14. The fifth ground advanced is in the following terms:

      “In the light of the new information/materials furnished, the failure of the first respondent to consider substantively the application made was in breach of the obligation of non refoulement imposed upon the respondents in domestic and European law in circumstances where a deportation order had already issued and where the first respondent had not considered refoulement since March 2012.”
15. This ground must fail on the basis that, as I have indicated at the beginning of this judgment, the applicant has successfully applied for a revocation of a deportation order and any question of refoulement will be dealt with in the context of that application for revocation of a deportation order which is ongoing and about which no complaint can be made. Therefore, this ground is misconceived.

16. The sixth ground advanced is as follows:

      “In circumstances where there exists a procedure to apply to ‘re-enter’ the asylum process (s. 17.7 of the Refugee Act 1996, as amended) and where such applications must be substantively considered despite a previous lawful refusal having been arrived at, then it is in breach of European law principles of equivalence and/or effectiveness to fail to provide a similar facility to persons wishing to ‘re-enter’ the subsidiary protection process.”
I have already indicated my answer to this point in the body of the judgment. My rejection of this ground is based upon the fundamental misconception of the principle of equivalence which underpins this ground.

17. The seventh ground advanced by the applicant is as follows:

“Regard should have been had by the first respondent to the infirmities that must now attach to the subsidiary protection refusal of 5th March 2012, in the light of subsequent CJEU and domestic jurisprudence.”

18. This ground must fail because no explanation has been provided why, (notwithstanding the fact that the judgment of the Court of Justice in M.M. is dated November 2012, and the judgment of the Irish High Court is dated January 2013) complaint is made for the first time almost 12 months later in respect of matters which should have been readily apparent to the applicant, at least since the date of the decision of the Court of Justice of the European Union in M.M., if not before then, given that the complaints which were agitated in that case were well known to practitioners of asylum law in Ireland.

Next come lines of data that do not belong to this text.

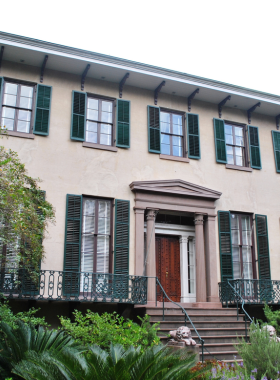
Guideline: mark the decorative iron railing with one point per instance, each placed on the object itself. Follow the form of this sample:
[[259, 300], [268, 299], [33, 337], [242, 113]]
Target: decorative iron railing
[[73, 286], [252, 291]]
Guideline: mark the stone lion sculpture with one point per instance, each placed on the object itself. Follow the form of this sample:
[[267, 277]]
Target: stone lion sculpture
[[272, 332], [182, 334]]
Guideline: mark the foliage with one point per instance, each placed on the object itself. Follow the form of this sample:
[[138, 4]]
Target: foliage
[[262, 354], [273, 318], [155, 363], [11, 319], [105, 329], [24, 212], [20, 342]]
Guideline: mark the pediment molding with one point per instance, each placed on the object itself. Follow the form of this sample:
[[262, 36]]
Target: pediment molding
[[175, 187]]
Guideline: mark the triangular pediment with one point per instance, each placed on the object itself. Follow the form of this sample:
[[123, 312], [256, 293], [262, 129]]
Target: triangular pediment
[[175, 186]]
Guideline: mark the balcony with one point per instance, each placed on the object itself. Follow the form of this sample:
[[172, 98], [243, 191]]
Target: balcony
[[252, 291], [54, 285]]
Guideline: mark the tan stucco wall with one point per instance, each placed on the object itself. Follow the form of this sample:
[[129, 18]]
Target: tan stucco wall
[[66, 167]]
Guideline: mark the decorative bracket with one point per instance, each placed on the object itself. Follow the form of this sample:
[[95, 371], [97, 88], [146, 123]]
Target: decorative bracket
[[221, 104], [190, 98], [43, 68], [122, 83], [84, 77], [1, 55], [251, 110], [157, 90], [277, 121]]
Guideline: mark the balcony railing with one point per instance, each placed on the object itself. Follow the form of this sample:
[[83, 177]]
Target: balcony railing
[[252, 291], [73, 286]]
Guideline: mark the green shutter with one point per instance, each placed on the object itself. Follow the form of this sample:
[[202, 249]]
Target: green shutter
[[121, 259], [254, 144], [225, 245], [263, 247], [154, 129], [193, 136], [220, 141], [123, 123], [276, 146], [72, 245], [43, 110], [78, 121]]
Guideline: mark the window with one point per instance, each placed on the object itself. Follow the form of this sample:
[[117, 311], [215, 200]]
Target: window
[[94, 122], [99, 122], [172, 135], [235, 145], [242, 246], [17, 107]]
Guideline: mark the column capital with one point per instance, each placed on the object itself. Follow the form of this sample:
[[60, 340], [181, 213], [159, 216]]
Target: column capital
[[152, 213], [198, 219]]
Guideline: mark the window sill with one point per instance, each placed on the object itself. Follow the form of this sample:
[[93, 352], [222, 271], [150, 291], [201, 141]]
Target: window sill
[[236, 167], [19, 134], [173, 158], [100, 146]]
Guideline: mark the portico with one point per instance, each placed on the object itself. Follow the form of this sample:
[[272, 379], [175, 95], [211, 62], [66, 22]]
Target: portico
[[178, 196]]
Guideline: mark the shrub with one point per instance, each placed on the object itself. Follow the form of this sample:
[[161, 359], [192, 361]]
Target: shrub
[[262, 354], [105, 329]]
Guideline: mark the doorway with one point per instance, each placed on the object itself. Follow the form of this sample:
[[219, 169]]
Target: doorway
[[168, 266]]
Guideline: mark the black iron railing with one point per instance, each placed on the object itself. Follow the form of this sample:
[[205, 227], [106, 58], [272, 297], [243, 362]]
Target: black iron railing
[[73, 286], [251, 291]]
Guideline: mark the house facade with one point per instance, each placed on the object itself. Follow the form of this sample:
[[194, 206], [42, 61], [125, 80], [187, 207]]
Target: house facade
[[152, 173]]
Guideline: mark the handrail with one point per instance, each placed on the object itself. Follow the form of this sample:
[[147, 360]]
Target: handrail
[[186, 316], [242, 306]]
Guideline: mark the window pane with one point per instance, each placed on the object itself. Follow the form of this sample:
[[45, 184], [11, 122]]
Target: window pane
[[106, 116], [91, 127], [177, 130], [165, 149], [24, 115], [107, 106], [92, 114], [105, 139], [102, 260], [10, 100], [25, 102], [91, 137], [164, 127], [93, 104], [106, 128], [8, 123], [23, 126], [8, 112]]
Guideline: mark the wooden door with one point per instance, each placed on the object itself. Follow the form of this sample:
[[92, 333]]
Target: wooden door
[[168, 266]]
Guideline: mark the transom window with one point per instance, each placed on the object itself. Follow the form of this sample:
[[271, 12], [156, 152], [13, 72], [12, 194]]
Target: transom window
[[17, 107], [96, 235], [235, 145], [99, 126], [242, 246], [172, 135]]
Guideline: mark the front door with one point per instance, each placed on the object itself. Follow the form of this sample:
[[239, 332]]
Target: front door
[[168, 266]]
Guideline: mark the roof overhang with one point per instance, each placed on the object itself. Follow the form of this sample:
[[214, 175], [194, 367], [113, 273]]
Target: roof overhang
[[74, 61]]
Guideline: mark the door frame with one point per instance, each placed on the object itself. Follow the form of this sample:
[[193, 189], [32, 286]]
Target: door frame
[[186, 234]]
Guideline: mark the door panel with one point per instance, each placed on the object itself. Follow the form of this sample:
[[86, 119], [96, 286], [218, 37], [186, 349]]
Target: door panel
[[168, 266]]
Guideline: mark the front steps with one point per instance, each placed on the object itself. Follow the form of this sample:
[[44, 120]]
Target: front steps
[[217, 326]]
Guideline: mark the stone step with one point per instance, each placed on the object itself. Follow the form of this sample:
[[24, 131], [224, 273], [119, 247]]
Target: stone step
[[172, 325], [212, 332], [194, 317], [231, 339]]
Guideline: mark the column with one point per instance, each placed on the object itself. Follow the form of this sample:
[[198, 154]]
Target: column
[[139, 241], [211, 259], [184, 269], [151, 254], [200, 259]]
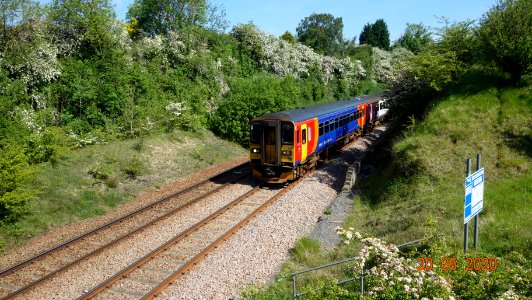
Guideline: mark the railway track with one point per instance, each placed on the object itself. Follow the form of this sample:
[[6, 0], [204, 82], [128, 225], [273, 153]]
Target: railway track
[[150, 275], [27, 274]]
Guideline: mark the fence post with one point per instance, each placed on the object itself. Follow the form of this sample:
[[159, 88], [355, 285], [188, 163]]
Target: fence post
[[294, 285], [466, 227], [476, 217]]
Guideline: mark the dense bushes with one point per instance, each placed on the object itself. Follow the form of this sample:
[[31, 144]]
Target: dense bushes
[[15, 174]]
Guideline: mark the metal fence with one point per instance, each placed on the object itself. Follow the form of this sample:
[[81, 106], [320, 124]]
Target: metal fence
[[359, 278]]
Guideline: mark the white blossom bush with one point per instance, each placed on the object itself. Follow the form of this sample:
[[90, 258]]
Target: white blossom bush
[[283, 58], [175, 109], [389, 275], [387, 65], [39, 66]]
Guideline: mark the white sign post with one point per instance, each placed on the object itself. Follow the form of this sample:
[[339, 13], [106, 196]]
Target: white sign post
[[474, 198], [474, 195]]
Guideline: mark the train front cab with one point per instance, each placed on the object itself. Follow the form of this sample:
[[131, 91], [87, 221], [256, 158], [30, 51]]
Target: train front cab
[[272, 150]]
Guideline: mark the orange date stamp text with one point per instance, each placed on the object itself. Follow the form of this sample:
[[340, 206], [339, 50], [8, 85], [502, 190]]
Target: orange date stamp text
[[452, 264]]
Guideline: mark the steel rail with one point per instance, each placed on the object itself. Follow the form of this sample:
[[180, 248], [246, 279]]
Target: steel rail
[[196, 259], [23, 263], [115, 241], [143, 260]]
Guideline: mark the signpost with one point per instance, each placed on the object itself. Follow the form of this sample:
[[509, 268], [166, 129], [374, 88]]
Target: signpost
[[474, 199], [474, 196]]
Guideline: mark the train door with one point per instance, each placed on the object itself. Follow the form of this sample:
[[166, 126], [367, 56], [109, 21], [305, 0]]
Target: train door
[[271, 142], [303, 142]]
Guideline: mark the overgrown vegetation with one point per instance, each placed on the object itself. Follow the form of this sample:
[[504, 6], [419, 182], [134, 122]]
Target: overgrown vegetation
[[453, 99], [73, 75]]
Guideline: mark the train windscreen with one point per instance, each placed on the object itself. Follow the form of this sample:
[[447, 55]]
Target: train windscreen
[[287, 133]]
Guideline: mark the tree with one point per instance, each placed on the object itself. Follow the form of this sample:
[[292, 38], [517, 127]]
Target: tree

19. The applicant has failed to make out an arguable legal error in the decisions in suit. No argument has been addressed to me which would persuade me to permit the applicant to challenge the decisions which were taken in response to the applicant’s letter of 13th December 2013, and no argument has been addressed to me to persuade me that there was a failure on the part of the respondents to address a request that the applicant be permitted to make a fresh application

20. For those reasons, I refuse leave to seek judicial review.